So, in that sense, I see why a parent would request a child of the same race. Also, there are obviously challenges in adopting and guiding a child of another race, or my blog and others would not exist.
And yet … the cost of white babies exceeds the cost of black ones. Does no one see the ethical issues of assigning a market value to a human being? There is an obvious “supply and demand model” at work in adoption. Can happiness be bought? If it can, should it and how genuine is that happiness? And for whom is the happiness?
Our government regulates our food, our water, our education and our civil rights in order to keep us safe and healthy … but what about adoption? Aren’t the health and safety of children important?
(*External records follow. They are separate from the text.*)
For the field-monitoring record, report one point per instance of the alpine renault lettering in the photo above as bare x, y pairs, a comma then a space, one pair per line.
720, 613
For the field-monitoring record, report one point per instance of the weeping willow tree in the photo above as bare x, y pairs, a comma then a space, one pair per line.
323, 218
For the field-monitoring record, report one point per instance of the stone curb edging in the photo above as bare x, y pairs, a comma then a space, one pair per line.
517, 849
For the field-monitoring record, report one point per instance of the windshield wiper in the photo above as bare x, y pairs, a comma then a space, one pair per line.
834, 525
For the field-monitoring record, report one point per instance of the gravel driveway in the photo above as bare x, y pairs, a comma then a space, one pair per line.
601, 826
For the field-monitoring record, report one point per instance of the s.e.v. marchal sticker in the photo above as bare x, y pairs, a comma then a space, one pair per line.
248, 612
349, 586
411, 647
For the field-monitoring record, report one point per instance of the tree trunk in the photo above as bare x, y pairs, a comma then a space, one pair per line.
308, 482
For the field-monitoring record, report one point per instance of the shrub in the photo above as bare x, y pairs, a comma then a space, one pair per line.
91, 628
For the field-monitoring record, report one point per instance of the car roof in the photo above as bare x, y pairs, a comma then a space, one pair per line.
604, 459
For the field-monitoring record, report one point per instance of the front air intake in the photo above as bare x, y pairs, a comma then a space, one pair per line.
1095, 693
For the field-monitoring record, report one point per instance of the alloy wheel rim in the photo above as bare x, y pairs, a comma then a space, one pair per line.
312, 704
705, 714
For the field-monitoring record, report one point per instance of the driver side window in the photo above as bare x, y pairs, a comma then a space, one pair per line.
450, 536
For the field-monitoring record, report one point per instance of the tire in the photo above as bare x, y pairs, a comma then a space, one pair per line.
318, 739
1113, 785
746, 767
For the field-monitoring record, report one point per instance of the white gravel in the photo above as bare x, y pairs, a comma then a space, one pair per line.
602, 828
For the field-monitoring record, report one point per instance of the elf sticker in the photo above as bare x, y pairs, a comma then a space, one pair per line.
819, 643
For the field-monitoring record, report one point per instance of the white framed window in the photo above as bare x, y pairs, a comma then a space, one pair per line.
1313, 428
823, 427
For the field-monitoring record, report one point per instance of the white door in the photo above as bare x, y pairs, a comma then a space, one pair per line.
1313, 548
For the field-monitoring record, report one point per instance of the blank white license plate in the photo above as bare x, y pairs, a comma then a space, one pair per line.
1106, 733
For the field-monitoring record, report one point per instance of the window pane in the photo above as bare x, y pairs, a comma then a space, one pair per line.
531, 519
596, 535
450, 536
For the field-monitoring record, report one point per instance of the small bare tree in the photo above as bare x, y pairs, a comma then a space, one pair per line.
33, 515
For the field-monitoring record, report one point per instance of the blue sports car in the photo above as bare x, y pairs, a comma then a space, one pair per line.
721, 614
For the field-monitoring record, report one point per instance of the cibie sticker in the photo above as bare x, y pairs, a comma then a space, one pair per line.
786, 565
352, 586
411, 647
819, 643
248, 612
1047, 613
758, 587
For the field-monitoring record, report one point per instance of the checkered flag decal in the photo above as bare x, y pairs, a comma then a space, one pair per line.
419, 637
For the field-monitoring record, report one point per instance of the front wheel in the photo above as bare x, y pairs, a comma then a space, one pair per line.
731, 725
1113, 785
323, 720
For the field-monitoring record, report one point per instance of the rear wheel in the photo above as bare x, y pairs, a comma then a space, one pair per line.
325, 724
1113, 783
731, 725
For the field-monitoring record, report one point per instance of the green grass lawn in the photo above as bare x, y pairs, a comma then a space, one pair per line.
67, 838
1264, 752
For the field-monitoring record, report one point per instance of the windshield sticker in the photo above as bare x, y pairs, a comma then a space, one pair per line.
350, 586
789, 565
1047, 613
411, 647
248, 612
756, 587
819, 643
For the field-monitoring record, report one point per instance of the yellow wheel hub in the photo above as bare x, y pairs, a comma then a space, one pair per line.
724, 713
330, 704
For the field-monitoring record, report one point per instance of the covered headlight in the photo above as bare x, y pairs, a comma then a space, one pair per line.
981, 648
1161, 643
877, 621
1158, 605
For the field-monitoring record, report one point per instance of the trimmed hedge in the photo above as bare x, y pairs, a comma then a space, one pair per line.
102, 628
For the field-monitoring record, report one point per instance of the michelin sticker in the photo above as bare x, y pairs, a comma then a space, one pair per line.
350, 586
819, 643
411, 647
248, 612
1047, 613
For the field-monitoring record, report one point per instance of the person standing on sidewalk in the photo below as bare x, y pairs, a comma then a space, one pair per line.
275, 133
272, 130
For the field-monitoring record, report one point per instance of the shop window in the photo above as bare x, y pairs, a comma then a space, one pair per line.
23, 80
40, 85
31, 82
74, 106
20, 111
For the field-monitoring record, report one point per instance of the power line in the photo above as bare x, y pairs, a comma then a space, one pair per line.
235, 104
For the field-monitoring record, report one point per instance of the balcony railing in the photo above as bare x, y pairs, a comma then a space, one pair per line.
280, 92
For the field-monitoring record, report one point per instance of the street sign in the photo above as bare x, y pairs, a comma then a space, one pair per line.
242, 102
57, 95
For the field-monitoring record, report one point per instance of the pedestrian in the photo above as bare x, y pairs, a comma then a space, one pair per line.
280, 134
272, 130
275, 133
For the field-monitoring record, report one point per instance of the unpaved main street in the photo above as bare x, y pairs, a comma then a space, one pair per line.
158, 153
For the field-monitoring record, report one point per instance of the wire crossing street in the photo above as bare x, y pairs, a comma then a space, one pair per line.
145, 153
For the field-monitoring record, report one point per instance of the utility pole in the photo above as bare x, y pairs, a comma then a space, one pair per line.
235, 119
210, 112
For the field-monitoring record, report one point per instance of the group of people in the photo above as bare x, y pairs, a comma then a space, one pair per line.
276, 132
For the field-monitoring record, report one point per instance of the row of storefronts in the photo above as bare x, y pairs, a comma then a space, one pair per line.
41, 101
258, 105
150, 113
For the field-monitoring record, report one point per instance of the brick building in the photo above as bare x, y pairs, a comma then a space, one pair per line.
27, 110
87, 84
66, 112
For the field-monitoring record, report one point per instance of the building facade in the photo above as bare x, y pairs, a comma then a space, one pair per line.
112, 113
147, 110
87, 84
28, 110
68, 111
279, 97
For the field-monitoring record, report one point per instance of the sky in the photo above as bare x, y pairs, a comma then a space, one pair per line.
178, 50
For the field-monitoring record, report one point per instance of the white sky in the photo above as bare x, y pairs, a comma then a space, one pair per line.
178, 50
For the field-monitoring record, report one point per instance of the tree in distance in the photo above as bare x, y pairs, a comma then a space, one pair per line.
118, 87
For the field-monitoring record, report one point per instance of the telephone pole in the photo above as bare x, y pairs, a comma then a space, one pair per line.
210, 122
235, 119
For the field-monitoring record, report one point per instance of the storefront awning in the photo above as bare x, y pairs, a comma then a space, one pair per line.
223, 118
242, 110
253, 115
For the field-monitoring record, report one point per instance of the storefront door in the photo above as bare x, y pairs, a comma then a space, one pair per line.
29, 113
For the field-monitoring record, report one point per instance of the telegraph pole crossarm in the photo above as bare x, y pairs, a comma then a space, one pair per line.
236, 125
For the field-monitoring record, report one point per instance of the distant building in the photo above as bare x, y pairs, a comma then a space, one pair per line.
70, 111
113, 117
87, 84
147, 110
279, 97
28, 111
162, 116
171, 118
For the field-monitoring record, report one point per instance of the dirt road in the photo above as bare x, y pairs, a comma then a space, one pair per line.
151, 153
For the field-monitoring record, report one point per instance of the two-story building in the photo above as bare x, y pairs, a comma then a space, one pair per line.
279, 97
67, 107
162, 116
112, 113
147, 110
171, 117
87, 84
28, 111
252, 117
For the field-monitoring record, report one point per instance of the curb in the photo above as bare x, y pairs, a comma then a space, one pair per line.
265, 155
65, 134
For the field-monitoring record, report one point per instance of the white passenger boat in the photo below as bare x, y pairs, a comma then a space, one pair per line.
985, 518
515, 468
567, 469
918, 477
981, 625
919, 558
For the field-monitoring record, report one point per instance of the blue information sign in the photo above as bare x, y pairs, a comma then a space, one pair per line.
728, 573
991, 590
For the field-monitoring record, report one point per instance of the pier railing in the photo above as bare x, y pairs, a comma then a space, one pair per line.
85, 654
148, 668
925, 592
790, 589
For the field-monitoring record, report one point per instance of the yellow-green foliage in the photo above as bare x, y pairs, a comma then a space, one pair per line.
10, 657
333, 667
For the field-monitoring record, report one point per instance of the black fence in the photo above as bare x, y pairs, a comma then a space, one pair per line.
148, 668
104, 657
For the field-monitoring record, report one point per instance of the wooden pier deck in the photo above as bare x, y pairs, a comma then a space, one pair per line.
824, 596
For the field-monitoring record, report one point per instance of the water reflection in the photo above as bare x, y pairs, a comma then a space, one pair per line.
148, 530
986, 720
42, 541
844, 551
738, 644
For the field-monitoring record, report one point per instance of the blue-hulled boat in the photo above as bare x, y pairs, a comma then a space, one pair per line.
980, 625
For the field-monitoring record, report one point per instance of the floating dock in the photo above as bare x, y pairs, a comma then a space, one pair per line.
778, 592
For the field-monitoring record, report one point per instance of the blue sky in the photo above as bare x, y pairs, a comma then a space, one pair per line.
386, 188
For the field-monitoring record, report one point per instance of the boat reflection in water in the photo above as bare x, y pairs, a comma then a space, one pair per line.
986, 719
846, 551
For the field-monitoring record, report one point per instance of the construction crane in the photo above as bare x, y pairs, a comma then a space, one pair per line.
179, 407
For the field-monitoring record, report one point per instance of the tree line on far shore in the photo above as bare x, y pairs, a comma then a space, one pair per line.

Yes, everyone agrees that children deserve to feel loved and safe, and yet, we can talk about child adoptees in a way that whittles them down to dolls.
Very interesting to read your insights on adoption and how the adoption industry reflects society's hierarchical treatment of people based on physical characteristics, just like most industries. It is awful and unethical, I agree with you.
Thanks for reading, Jeanie. The more the public knows about adoption and race, the better our society can be. Information is power.
The best interests of children never come first in the societies we have created and live in. Adoption? Children are commodities and have been ever since the adoption industry came into being. It is wrong, unethical but part of the greedy need for money, profit and payment for everything.